Thursday, November 17, 2022

Saint Elizabeth's Secret

 
With her husband not far behind, annoyed at her constant almsgiving, the young Saint Elizabeth of Hungary was saved when the bread she had been carrying became a fragrant bundle of roses.

"Keep your deeds of mercy secret," recommends Our Lord. And in His providence, He accomplishes for Elizabeth, what His love has requested.

Illustration by Eleanor Fortescue Brickdale. 

Wednesday, November 16, 2022

With Saint Gertrude

 

O Sacred Heart of Jesus, Fountain of eternal life, your Heart is a glowing furnace of love. You are my refuge and my sanctuary. O my adorable and loving Savior, consume my heart with the burning fire with which yours is inflamed. Pour down upon my soul those graces which flow from your love. Let my heart be united with yours. Let my will be conformed to yours in all things. May your will be the rule of all my desires and actions.
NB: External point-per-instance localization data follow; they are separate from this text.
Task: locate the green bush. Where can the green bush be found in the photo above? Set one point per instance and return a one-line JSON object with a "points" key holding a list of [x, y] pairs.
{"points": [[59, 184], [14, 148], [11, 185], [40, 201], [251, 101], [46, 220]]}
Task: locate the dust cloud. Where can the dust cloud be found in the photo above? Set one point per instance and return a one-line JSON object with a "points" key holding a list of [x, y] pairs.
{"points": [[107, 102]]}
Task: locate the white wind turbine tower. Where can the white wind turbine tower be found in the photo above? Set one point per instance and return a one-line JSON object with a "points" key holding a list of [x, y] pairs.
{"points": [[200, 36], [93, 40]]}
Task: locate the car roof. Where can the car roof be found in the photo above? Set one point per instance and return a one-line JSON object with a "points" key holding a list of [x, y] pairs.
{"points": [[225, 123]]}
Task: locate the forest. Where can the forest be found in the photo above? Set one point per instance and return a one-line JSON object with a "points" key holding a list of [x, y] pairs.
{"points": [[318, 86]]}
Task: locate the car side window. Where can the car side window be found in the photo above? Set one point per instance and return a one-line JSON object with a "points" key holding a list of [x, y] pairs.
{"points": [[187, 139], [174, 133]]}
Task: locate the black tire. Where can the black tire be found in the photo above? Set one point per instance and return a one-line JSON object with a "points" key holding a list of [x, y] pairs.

These are words of Saint Gertrude the Great, a Benedictine nun of the thirteenth century, whom we remember today. Her ardor inspires us to follow Christ more fervently. One of her visions finds her resting at the open wound in Christ's side and listening to the beating of his Heart. Let us go with Gertrude to Christ's side and rest there.

O God, you are my God. My body pines for you like a dry, weary land without water. Psalm 62

Andrea del Verrocchio, Christ and Saint Thomas, bronze, 1483, Orsanmichele, Florence.